Education & Family

Schools told not bar naughty sixth formers

Image caption A school can exclude a pupil permanently in response to a serious breach, says the Department for Education

Schools in England have been told they must not bar badly behaved youngsters from sixth forms.

Under the government's admissions code, schools are told admittance to sixth form study should not be affected by behaviour or attendance.

The matter emerged after the Local Government Ombudsman reprimanded a selective school in north London for refusing a place to an unruly teenager.

Ministers said schools can permanently exclude pupils for serious breaches.

The ombudsman has ordered Latymer School in Enfield was ordered to allow a pupil, who had previously been suspended, to join the sixth form.

The 16-year-old boy, who sat his GCSEs at the school in the summer, was refused admission to the sixth form because he had been suspended earlier in the year for an incident of poor behaviour.

The selective grammar school said admission to sixth form was dependent upon good behaviour and the pupil had not met its requirements.

The boy's father lodged a complaint with the ombudsman, who ruled Latymer was wrong to refuse him admittance.

In her report, Dr Jane Martin said the government's school admissions code "specifically prohibits the school from selecting sixth form pupils based on their behaviour records".

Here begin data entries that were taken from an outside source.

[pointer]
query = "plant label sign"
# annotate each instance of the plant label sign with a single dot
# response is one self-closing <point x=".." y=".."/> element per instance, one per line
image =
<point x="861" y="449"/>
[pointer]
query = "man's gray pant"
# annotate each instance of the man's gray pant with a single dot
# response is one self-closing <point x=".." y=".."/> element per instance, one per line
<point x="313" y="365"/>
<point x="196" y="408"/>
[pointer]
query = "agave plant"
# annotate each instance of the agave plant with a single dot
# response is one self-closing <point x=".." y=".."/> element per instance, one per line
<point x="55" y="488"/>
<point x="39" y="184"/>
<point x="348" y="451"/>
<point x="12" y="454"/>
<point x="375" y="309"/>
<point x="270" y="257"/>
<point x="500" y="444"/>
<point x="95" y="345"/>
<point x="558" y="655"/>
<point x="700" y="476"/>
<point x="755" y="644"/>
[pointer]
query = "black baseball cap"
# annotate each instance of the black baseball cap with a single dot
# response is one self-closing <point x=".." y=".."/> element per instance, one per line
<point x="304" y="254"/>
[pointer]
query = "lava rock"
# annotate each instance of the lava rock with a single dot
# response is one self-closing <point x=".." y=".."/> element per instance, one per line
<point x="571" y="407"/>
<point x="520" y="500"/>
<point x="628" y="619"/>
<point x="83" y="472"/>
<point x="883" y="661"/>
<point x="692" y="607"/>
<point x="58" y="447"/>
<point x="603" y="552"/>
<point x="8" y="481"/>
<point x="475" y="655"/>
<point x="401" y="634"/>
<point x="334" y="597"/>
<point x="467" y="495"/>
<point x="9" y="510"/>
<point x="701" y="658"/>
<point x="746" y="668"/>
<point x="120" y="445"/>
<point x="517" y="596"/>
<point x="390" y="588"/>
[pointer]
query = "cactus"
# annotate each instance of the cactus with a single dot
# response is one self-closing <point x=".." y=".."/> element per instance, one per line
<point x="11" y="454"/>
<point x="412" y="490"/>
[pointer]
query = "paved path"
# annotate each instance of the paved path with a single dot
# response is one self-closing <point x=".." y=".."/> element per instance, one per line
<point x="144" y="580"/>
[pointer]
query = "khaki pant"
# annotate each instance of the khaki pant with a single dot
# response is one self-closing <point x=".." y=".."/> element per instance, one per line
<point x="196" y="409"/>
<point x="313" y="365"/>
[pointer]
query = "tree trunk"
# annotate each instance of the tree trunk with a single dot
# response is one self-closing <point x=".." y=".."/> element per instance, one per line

She said that because the pupil had gained the academic qualifications needed to study in the sixth form, he should have been admitted.

The report adds that schools have the right to sanction pupils who breach their behaviour rules, including using detentions, suspensions and expulsions.

If the youngster's behaviour fell below the expected standard in the sixth form, the school could take action, it said.

Dr Martin said the school was not entitled to punish the child for an incident he was suspended for in Year 11 for a second time by withdrawing the offer of a sixth form place.

She said: "In order to put things right, I recommend the school admits Child A to the sixth form immediately, and allows him to study his preferred options."

A spokesman for the Department for Education said: "If a pupil's behaviour falls below the school's expected standard, it should take the appropriate action.

"A school can exclude a pupil permanently in response to a serious breach, or persistent breaches, of the school's behaviour policy."